Like Salt and Clinton and several surgeons, doctors, practitioners, family and friends, Joel points to the human element of Bart’s recovery as much as the physical/medical components. “One of the people I dedicated this book to was Coach D [Billy Defino],” he said. “We’d known Coach D since Bart was in Duzine. He’d been his gym teacher, been his coach for baseball and basketball and soccer. He was like a god to us — and still is — because he was a different type of coach. He doesn’t just teach the games or the sport; he tries to teach the kids how to become decent people, and knows the lessons they’re learning are not about winning, but about life.”
When Bart was in the NICU, they didn’t let many people come to see him. “It was so traumatizing to people, because he had all of these wires and tubes coming out of his head. But when he was at Helen Hayes, Coach D came to visit him. And when he returned home, Coach D called me up and said that he would like to work with Bart on Fridays doing some basketball drills.”
As Joel recalled, “Bart couldn’t even dribble. At that time his left side was completely paralyzed; he had very little vision. But Coach D insisted, and he got annoyed when we kept offering to pay him. ‘It’s my way or the highway,’ he said.” With Defino’s help, Bart was able to start hitting a baseball again, throwing, catching, playing basketball. “It was unbelievable. He had no peripheral vision, yet I took him to Jeto’s, and he was just knocking ball after ball in the cage. Coach D is a man for all seasons. He’s part of the conspiracy of decency — someone that helps make the world bearable.”
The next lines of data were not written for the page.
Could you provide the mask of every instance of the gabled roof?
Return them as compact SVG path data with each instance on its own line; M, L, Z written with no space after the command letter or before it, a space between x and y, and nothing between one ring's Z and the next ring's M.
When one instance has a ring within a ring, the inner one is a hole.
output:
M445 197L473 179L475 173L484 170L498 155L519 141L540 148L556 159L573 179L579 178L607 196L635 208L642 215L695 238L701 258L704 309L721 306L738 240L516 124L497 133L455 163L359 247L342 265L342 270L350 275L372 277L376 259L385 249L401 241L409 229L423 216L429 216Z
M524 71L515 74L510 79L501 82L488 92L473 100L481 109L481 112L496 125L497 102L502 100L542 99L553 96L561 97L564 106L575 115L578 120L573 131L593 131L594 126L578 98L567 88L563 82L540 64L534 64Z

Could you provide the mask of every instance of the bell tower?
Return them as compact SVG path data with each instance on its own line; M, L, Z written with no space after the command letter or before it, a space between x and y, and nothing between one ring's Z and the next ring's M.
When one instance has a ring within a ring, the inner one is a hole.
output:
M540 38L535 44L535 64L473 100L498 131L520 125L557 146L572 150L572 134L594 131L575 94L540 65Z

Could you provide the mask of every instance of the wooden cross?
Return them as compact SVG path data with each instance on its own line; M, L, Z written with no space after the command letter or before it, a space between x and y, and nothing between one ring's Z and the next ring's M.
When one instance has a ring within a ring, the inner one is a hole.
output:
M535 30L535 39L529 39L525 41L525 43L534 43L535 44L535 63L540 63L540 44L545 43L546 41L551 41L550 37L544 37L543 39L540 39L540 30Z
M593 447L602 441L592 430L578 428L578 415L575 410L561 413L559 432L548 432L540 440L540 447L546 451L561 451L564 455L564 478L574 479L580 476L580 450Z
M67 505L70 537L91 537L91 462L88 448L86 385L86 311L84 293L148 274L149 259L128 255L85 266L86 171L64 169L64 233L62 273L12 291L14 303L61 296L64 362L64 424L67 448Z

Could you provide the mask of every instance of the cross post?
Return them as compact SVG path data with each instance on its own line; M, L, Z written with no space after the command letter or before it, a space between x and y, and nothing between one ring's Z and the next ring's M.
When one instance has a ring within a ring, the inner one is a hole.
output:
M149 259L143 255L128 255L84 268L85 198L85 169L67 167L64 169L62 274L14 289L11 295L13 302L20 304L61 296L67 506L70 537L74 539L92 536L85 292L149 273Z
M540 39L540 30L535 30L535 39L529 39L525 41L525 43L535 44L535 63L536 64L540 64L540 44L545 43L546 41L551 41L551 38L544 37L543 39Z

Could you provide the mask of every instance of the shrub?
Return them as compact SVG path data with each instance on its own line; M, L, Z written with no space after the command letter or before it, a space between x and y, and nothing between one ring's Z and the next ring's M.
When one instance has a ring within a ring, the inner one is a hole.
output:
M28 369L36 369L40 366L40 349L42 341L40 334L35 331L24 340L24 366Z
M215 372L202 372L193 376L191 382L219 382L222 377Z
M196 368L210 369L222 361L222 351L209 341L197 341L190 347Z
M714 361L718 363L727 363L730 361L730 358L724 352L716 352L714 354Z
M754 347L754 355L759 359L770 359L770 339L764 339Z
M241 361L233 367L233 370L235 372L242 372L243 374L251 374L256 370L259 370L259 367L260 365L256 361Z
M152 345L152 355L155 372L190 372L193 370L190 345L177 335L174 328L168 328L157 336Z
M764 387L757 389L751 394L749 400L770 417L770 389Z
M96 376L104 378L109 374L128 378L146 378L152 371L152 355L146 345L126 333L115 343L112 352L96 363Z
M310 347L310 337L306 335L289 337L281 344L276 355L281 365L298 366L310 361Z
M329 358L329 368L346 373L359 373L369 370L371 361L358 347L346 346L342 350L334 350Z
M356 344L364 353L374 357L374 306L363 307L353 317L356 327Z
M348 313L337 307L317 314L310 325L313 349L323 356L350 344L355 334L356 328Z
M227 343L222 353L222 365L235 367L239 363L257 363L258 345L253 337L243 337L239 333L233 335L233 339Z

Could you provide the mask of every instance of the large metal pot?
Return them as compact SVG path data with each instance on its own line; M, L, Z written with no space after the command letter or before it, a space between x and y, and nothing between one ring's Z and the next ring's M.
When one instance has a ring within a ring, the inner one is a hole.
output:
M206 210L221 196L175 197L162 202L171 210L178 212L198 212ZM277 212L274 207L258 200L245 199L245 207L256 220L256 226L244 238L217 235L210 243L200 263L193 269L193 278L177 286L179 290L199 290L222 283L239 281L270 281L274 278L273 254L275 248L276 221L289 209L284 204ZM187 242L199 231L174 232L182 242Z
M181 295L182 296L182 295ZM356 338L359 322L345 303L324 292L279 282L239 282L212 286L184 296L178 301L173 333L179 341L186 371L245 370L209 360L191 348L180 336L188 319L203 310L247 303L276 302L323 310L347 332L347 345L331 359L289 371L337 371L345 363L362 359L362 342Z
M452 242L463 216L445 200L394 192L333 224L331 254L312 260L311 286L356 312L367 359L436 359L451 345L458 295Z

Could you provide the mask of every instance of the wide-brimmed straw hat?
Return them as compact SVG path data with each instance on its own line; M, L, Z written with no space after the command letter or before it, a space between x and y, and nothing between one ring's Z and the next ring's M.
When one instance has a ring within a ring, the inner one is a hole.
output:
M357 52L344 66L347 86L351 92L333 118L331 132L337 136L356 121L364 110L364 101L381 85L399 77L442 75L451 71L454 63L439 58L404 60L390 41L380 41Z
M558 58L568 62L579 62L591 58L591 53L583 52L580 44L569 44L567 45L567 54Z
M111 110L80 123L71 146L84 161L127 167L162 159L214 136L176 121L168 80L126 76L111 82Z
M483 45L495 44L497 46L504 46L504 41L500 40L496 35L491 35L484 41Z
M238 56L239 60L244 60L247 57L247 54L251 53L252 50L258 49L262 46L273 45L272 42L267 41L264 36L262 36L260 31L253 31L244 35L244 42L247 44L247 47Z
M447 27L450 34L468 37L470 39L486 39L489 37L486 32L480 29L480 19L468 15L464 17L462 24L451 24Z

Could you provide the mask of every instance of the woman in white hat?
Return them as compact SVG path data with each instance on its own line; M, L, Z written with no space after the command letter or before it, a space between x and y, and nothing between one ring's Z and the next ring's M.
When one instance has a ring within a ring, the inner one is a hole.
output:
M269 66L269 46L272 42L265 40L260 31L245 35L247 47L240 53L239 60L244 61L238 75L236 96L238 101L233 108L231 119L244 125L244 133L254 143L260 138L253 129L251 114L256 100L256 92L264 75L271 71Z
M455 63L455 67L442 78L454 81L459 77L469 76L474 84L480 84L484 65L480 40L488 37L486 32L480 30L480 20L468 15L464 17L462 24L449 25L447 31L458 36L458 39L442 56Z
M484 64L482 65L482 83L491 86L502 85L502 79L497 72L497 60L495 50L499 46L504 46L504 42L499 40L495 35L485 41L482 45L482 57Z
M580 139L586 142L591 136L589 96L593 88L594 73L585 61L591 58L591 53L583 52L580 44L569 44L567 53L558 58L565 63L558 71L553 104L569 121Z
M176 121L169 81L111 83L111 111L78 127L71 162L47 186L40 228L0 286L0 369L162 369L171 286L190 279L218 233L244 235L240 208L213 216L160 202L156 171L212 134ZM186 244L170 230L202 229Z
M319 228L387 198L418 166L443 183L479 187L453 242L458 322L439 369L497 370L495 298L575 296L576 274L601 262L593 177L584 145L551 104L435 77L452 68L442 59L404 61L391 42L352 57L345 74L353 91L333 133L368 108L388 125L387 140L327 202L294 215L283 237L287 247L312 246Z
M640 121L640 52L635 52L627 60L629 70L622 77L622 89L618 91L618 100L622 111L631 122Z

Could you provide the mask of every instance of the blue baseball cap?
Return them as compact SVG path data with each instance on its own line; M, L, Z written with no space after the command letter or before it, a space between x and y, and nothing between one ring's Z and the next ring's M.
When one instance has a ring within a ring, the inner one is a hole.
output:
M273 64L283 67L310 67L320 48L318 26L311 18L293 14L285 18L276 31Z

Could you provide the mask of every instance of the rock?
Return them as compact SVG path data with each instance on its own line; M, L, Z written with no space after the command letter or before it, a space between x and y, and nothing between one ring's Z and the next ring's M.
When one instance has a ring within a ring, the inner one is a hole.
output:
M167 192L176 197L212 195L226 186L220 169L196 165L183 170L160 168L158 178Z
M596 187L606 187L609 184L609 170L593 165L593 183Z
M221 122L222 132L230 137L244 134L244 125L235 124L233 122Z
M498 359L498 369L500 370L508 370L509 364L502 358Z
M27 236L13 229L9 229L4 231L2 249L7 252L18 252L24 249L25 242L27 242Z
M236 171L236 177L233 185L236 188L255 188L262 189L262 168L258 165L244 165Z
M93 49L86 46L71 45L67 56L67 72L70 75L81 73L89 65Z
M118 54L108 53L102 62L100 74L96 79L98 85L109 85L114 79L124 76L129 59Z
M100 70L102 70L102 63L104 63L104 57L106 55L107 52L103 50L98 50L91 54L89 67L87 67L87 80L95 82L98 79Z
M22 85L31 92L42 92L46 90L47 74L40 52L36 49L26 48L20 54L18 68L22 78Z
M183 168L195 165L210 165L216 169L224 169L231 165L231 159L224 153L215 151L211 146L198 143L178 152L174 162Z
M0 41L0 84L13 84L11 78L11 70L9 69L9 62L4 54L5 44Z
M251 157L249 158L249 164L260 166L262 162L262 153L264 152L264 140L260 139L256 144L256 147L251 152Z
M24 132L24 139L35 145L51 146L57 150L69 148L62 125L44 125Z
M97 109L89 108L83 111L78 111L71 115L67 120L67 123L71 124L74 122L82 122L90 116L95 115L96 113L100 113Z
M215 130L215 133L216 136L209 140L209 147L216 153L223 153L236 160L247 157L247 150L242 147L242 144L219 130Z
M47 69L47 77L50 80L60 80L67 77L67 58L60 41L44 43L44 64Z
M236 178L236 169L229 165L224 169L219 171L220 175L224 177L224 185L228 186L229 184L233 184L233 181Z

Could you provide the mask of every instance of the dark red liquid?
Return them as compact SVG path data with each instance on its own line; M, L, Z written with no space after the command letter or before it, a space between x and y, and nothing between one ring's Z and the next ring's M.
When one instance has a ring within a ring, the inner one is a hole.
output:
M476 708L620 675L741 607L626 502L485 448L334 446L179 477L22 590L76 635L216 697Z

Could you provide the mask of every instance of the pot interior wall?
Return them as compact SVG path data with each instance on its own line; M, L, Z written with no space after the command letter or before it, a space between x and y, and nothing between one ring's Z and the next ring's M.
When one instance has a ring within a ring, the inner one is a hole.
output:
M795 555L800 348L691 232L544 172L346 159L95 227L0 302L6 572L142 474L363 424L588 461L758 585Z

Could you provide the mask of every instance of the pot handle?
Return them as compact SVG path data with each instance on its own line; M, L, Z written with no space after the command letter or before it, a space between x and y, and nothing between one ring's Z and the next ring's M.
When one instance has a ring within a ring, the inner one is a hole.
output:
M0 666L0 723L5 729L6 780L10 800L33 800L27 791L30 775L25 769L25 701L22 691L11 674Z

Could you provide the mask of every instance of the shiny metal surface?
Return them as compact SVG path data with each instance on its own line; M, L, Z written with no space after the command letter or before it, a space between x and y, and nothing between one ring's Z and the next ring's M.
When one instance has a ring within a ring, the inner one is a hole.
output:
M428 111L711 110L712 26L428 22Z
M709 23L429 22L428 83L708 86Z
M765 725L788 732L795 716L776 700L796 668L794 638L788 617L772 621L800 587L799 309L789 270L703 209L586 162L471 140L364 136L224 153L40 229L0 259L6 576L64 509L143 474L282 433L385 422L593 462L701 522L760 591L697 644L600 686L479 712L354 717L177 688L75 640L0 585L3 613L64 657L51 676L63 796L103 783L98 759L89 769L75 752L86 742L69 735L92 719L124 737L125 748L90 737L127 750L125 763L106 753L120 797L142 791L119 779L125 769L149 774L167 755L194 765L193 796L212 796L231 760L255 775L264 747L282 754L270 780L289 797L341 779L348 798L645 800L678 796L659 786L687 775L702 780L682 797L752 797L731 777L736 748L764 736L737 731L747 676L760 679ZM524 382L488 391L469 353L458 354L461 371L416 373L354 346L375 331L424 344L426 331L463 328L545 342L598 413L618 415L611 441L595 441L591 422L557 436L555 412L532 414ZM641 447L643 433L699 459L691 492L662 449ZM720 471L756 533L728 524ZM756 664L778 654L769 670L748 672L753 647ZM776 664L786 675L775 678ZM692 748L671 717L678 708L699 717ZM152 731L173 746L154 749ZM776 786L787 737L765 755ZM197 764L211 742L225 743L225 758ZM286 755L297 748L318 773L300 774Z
After his third year as a high school junior, Bart, regaining his quick wit and sense of humor, told his Dad that he was “beating [John] Belushi’s record” in Animal House. Bart is now living on his own in Albany. He has a job and is great with the keyboard. “You could sit with him for hours and not know that he has a TBI,” said his father. “But then there will be something, like he might ask you a question that he had already just asked, but he has short-term memory loss.”
From where they started to where they’ve come, Dayle and Joel, having left no stone unturned, can certainly revel in the fact that their son is living on his own, walking, talking, writing, working, laughing and very much alive. “When Bart was injured, neither my wife nor I had even heard of TBI,” writes Joel. “I began writing to lay to rest some of my own demons, and to leave a fresh, raw record for family and friends before memories faded or were burnished by pride beyond recognition. But then Dayle — my comrade-in-arms in our private war with TBI — insisted that we ‘go public.’ After all, our saga might well be any family’s story — especially those with a child struggling with TBI, cerebral palsy, autism, mental illness or other grave afflictions, and even families lucky enough to have dodged all of those bullets. The ancient Greeks counseled, ‘Count no man lucky until he is dead.’ Everyone, every family, is but a heartbeat away from tragedy. We offer our story in solidarity and fellowship with everyone facing hard fights.”